Refining the thoracic surgical oncology regionalization standards for esophageal surgery in Ontario, Canada: Moving from good to better.

Autor: Wright FC; Surgical Oncology Program, Ontario Health-Cancer Care Ontario, Toronto, Ontario, Canada; Department of Surgery, Sunnybrook Health Sciences Center, Toronto, Ontario, Canada; University of Toronto, Toronto, Ontario, Canada. Electronic address: Frances.wright@sunnybrook.ca., Milkovich J; Surgical Oncology Program, Ontario Health-Cancer Care Ontario, Toronto, Ontario, Canada; University of Toronto, Toronto, Ontario, Canada., Hunter A; Surgical Oncology Program, Ontario Health-Cancer Care Ontario, Toronto, Ontario, Canada; University of Toronto, Toronto, Ontario, Canada., Darling G; Surgical Oncology Program, Ontario Health-Cancer Care Ontario, Toronto, Ontario, Canada; University of Toronto, Toronto, Ontario, Canada; Division of Thoracic Surgery/Surgical Oncology, Toronto General Hospital, Toronto, Ontario, Canada., Irish J; Surgical Oncology Program, Ontario Health-Cancer Care Ontario, Toronto, Ontario, Canada; University of Toronto, Toronto, Ontario, Canada; Department of Otolaryngology-Head and Neck Surgery/Surgical Oncology, Princess Margaret Cancer Center, University Health Network, Toronto, Ontario, Canada.
Jazyk: angličtina
Zdroj: The Journal of thoracic and cardiovascular surgery [J Thorac Cardiovasc Surg] 2023 Dec; Vol. 166 (6), pp. 1502-1509. Date of Electronic Publication: 2023 Mar 10.
DOI: 10.1016/j.jtcvs.2023.03.002
Abstrakt: Background: The consolidation of surgical practices has been suggested to improve patient outcomes for complex surgeries. In 2005, Ontario Health-Cancer Care Ontario released the Thoracic Surgical Oncology Standards to facilitate the regionalization process at thoracic centers in Ontario, Canada. This work describes the quality-improvement process involved in updating the minimum surgical volume and supporting requirement recommendations for thoracic centers to further optimize patient care for esophageal cancer.
Methods: We conducted a literature review to identify and synthesize evidence informing the volume-outcome relationship related to esophagectomy. The results of this review and esophageal cancer surgery common indicators (reoperation rate, unplanned visit rate, 30-day and 90-day mortality) from Ontario's Surgical Quality Indicator Report were presented and reviewed by a Thoracic Esophageal Standards Expert Panel and Surgical Oncology Program Leads at Ontario Health-Cancer Care Ontario. Hospital outliers were identified, and a subgroup analysis was conducted to determine the most appropriate minimum surgical volume threshold based on 30- and 90-day mortality rates data from the last 3 fiscal years.

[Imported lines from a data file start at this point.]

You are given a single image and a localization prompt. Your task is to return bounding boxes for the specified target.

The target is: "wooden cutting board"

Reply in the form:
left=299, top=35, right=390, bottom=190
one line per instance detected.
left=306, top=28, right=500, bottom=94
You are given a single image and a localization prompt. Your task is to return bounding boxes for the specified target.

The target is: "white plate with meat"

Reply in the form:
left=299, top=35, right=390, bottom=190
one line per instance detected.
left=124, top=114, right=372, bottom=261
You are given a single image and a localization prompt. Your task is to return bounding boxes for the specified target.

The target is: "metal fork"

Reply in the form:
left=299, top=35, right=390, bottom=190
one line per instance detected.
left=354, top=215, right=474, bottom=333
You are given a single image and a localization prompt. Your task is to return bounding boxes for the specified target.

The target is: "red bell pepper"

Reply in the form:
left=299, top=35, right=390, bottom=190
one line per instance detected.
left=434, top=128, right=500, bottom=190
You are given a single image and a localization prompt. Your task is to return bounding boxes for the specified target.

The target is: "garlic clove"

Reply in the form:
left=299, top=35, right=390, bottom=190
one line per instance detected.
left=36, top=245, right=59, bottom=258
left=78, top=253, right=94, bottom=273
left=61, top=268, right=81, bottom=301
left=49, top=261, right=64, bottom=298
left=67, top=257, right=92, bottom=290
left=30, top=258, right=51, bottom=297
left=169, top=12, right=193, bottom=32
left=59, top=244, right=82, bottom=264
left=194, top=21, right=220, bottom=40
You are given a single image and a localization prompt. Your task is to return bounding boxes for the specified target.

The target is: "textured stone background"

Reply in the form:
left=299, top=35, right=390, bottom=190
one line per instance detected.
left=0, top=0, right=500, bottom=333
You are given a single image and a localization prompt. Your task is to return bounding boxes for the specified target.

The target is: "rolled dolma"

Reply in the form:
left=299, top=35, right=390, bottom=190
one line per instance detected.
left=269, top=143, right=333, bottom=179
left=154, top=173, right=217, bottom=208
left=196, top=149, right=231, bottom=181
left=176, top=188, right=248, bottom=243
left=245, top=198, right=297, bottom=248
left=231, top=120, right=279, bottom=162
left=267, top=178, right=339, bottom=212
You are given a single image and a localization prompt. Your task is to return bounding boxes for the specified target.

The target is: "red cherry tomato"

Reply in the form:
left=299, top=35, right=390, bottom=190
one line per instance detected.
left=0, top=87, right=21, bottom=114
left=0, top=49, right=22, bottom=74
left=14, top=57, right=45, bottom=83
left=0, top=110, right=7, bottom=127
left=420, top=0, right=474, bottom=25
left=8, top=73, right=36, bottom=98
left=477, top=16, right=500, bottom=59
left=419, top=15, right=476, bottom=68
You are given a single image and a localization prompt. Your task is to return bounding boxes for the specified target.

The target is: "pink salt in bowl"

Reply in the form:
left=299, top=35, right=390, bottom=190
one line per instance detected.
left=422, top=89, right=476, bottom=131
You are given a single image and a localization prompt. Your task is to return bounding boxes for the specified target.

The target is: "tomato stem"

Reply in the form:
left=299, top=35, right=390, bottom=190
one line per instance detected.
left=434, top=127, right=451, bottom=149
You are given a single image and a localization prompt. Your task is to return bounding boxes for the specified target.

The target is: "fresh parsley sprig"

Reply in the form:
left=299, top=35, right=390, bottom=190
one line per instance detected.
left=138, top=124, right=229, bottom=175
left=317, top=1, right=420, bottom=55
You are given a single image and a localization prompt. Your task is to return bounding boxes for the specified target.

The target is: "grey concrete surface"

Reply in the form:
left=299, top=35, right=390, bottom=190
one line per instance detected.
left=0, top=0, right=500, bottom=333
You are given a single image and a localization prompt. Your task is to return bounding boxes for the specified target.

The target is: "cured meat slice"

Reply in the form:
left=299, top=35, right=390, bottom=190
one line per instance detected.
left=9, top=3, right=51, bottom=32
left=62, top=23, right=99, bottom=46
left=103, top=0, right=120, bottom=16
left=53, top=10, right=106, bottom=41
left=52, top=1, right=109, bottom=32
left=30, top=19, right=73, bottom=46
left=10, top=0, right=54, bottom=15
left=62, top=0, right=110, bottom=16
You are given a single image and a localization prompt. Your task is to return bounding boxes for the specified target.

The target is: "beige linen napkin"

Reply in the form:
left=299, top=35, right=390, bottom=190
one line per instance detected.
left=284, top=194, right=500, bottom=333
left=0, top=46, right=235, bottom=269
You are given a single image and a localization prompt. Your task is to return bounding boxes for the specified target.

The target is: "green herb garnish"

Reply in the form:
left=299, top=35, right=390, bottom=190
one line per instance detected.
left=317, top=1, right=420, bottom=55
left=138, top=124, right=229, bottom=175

Results: Based on the finding that a significant decrease in mortality occurred at 12 to 15 esophagectomies per year, the Thoracic Esophageal Standards Expert Panel reached a consensus that thoracic centers should perform a minimum of 15 esophagectomies per year. The panel also recommended that any center performing esophagectomies have at least 3 thoracic surgeons to ensure continuity in clinical care.
Conclusions: We have described the process involved in updating the provincial minimum volume threshold and the appropriate support services for esophageal cancer surgery in Ontario.